- NFT marketplace OpenSea announced this afternoon that it will continue to enforce creator royalty fees going forward.
- The platform said on Saturday that it would consider making them optional for traders after rival marketplaces rejected them.
OpenSea, the largest NFT marketplace by trading volume, announced today that it will continue to enforce creator royalties on NFTs following significant pushback from the community.
“We will continue to enforce creator fees on all existing collections,” the firm wrote in a tweet thread. “We’re awed by the passion we’ve seen from creators and collectors alike this week. We were looking for your feedback, and we heard it, loud and clear.”
On Saturday, OpenSea said that it was reconsidering its policy towards enforcing creator royalty fees on NFTs, following a wave of rival marketplaces that had either rejected such fees or made them optional for traders to pay.

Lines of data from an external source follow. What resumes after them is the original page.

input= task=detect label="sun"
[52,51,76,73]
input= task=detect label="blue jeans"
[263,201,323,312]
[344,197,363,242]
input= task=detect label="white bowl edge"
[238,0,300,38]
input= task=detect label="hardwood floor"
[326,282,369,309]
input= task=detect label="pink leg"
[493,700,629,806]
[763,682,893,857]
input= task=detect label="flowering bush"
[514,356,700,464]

A royalty fee is set by the NFT artist or creator, and typically falls between 5% and 10% of the secondary sale price.
2/ When we began seeking guidance from our community, it was to understand a range of perspectives (from creators, collectors, and builders in this space) that would help us make sense of trends and behaviors we were observing.
— OpenSea (@opensea) November 9, 2022
OpenSea set a self-imposed December 8 deadline to take in community feedback and consider possible courses of action, which it said included making creator fees optional for traders, only enforcing them on some types of NFT collections, or implementing new enforcement methods.

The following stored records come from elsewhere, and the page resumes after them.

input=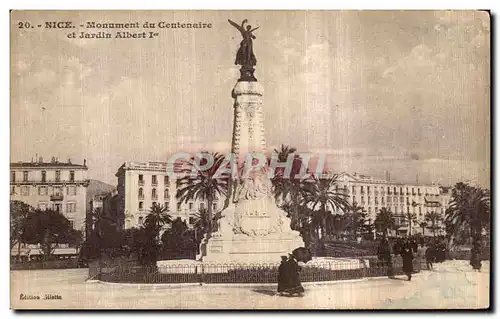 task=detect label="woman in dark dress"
[278,248,311,295]
[401,242,413,281]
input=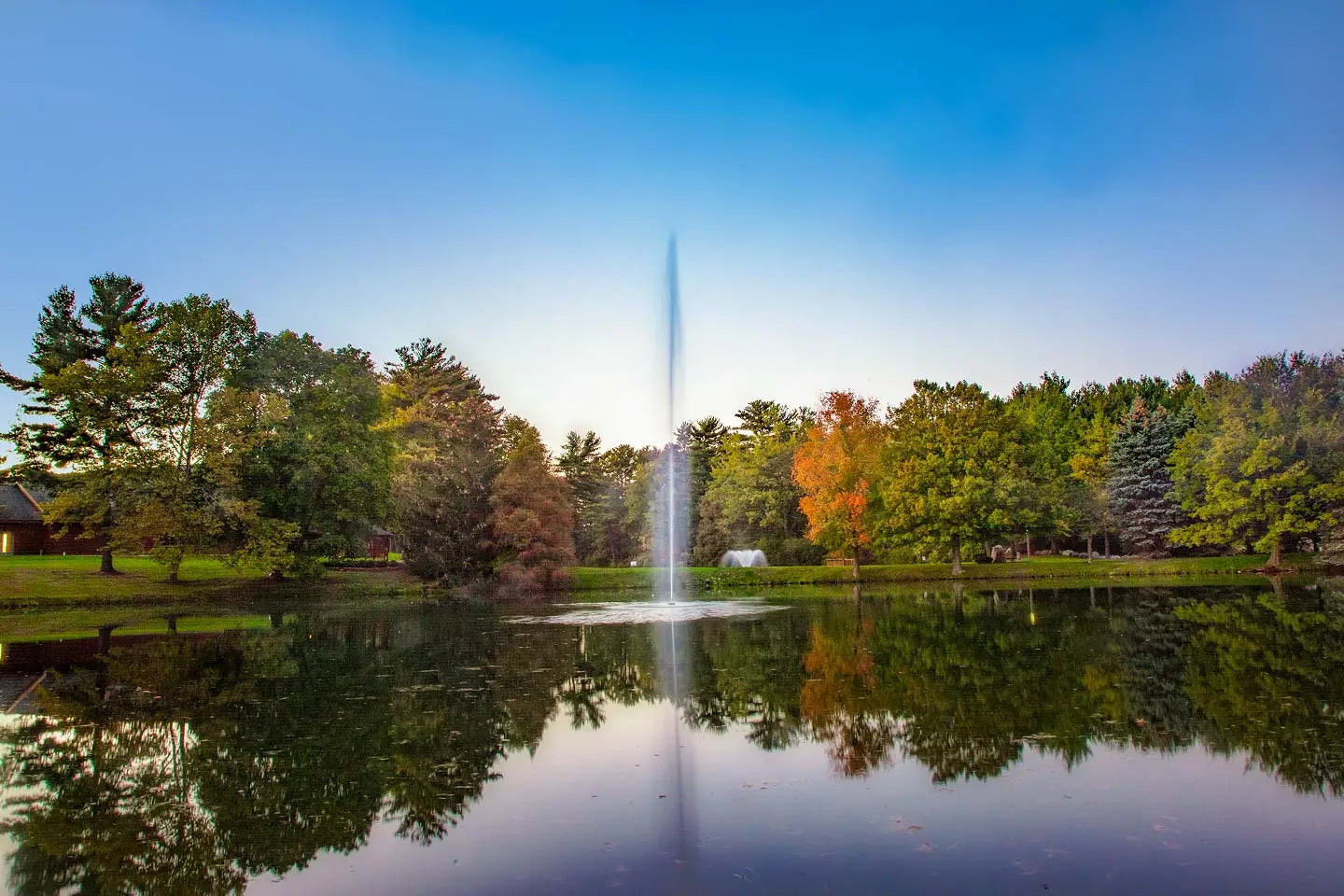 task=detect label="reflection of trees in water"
[1177,593,1344,796]
[4,607,574,892]
[0,590,1344,893]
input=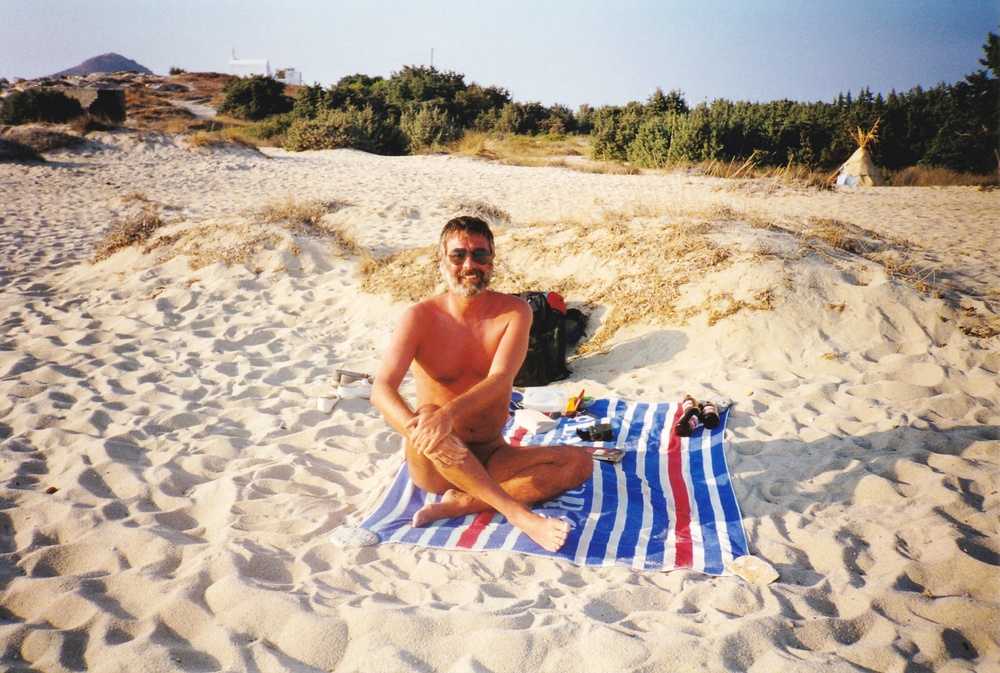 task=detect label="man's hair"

The potential for the market’s largest NFT platform to stop enforcing royalties did not sit well with many prominent creators—including Bored Ape Yacht Club creator, Yuga Labs—who vocally pushed back against OpenSea and began organizing amongst themselves.

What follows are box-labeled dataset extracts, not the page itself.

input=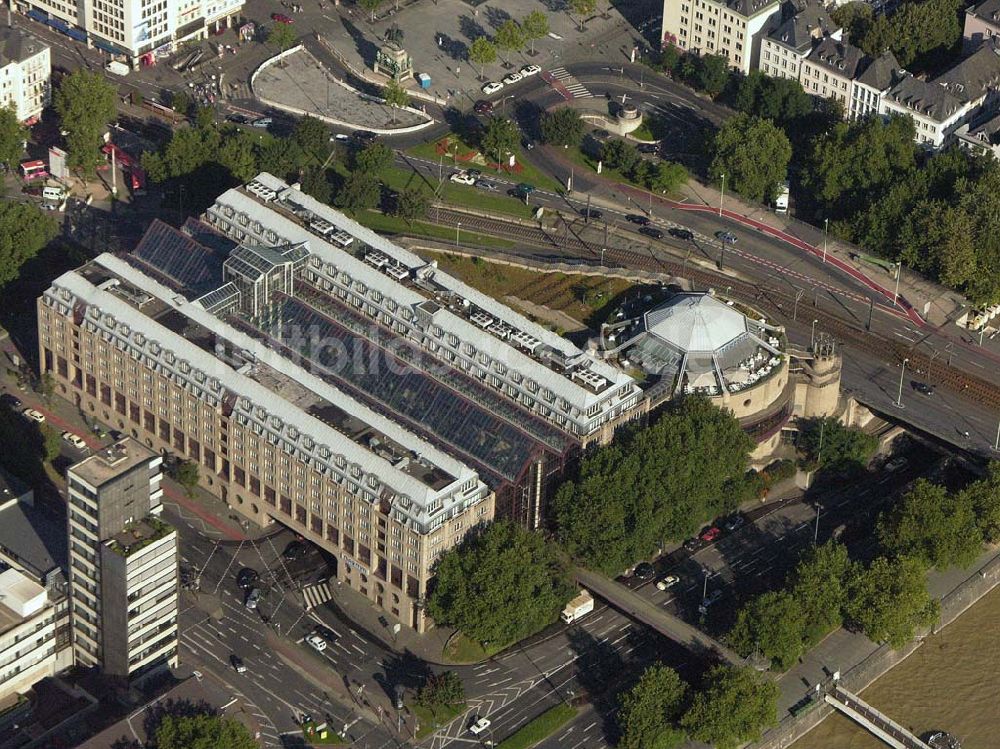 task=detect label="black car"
[0,393,23,411]
[281,541,308,562]
[632,562,656,580]
[236,567,260,590]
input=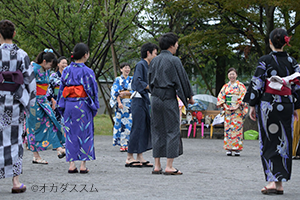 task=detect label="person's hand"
[118,103,124,109]
[229,105,240,111]
[223,103,231,110]
[293,110,299,121]
[188,97,195,104]
[119,92,125,98]
[249,106,256,121]
[51,98,56,110]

On Tuesday, noted streetwear brand The Hundreds stepped up its response, announcing that it had canceled a planned OpenSea NFT drop this week. “May it be a reminder to them, to you, and the world that the artists are always in control,” the firm’s founders wrote.
As its tweet suggests, OpenSea got the message “loud and clear” from the community. The $13.3 billion Web3 startup explained that it was “seeking guidance from our community,” but pointed to data showing that the share of market-wide creator royalty fees is tumbling in recent weeks as royalties-rejecting marketplaces gain steam.
“Unless something changes soon, this space is trending toward significantly fewer fees paid to creators,” OpenSea wrote. “No policy that we implement will reverse this trend if this behavior continues.”
OpenSea encouraged creators to create additional incentives for traders to honor royalties and point them towards marketplaces that honor them. It also pointed towards implementing additional enforcement methods.
On Saturday, OpenSea announced a royalties enforcement system for newly-created NFT projects that is built around a blacklist that blocks listed marketplaces from handling those transactions. The method targets marketplaces that do not fully enforce royalty fees, which are among OpenSea’s biggest rivals—a move that some have called anti-competitive.